Ich bin mal gespannt, ob sich diese Leute jetzt mit der gleichen Intensität den westdeutschen Doping-Opfern zuwenden. Ich würde es mir jedenfalls sehr wünschen. Der westdeutsche Sport hat ja nachweisbar fünf Doping-Tote gefordert. Und ich möchte sehen, ob sich jemand dafür einsetzt, dass die westdeutschen Doping-Opfer entschädigt werden.  

konkret: Die aktuelle Studie, die sich mit Doping in Westdeutschland seit den fünfziger Jahren befasst, kennen Sie?  

Schur: Ja, und da kommt ein ganzer Haufen Leute drin vor, zum Beispiel Schäuble und Genscher und so weiter.  

konkret: Und es wird belegt, dass in der BRD systematisch und auch mit staatlicher Unterstützung gedopt wurde. Überrascht Sie das?  

Schur: Was mich überrascht, ist, dass diese ganzen Vorgänge so lange unter dem Deckel gehalten werden konnten. Man muss sich das vorstellen, da ist ein unheimlicher Forschungsaufwand betrieben worden, und es wurde wahnsinnig viel Geld ausgegeben. Die haben ja 330 Mitglieder der Mannschaft, die die BRD 1976 zu den Olympischen Spielen geschickt hat, 1.200mal gespritzt. Hören Sie auf! Aber all das liegt eben in der Gesellschaft begründet. Es geht auch im Sport nur noch ums Geld. Das hat mit einem fairen und gerechten Wettkampf schon lange nichts mehr zu tun.  

konkret: Der frühere Weltklasseläufer Franz-Josef Kemper hält die Dimensionen des westdeutschen Dopings in den siebziger und achtziger Jahren für weitreichender als diejenigen zur selben Zeit in der DDR. Glauben Sie das auch?  

Schur: Das kann ich mir schon vorstellen. Es ist eben so, dass wir – und zwar nicht erst seit heute – in einem System leben, in dem es auf den einzelnen Menschen überhaupt nicht mehr ankommt. Es zählen Erfolge, Rekorde, Medaillen und die Werbe- und Sponsoreneinnahmen, die dahinterstehen.  

konkret: Glauben Sie, dass es überhaupt möglich ist, unter den Bedingungen des Spitzensports ohne Doping mithalten zu können?  

Schur: Im Höchstleistungsbereich wahrscheinlich nicht. Was jetzt schon wieder an Rekorden gelaufen und geschwommen wird! Ich kann mir kaum vorstellen, dass man da nicht nachgeholfen hat. Es werden ja auch immer wieder neue Substanzen entwickelt.  

Als ich damals einige Zeit im Sportausschuss des Deutschen Bundestags gesessen habe, da haben wir gezielt die Frage gestellt, wieviel Anabolika und Amphetamine die Pharma-Industrie herstellt. Da sagten die: etwa sechs Tonnen. Das müssen Sie sich mal vorstellen! Da muss man sich schon fragen, wo das ganze Zeug bleibt.  
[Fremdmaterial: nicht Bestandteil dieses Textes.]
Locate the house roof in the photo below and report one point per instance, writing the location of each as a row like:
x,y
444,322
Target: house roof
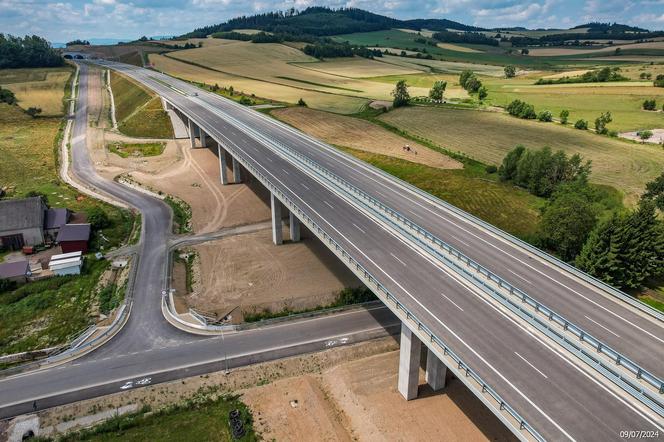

Diese ganze Dopinggeschichte muss natürlich im Zusammenhang mit der Gesellschaft gesehen werden, in der sie stattfindet. Man müsste bei diesem Thema übrigens auch darüber reden, was überhaupt, eben nicht nur im Sport, die Menschheit in sich hineinstopft, um immer leistungsfähiger zu werden. Der Kapitalismus macht die Menschen eben auf ganz unterschiedlichen Wegen kaputt.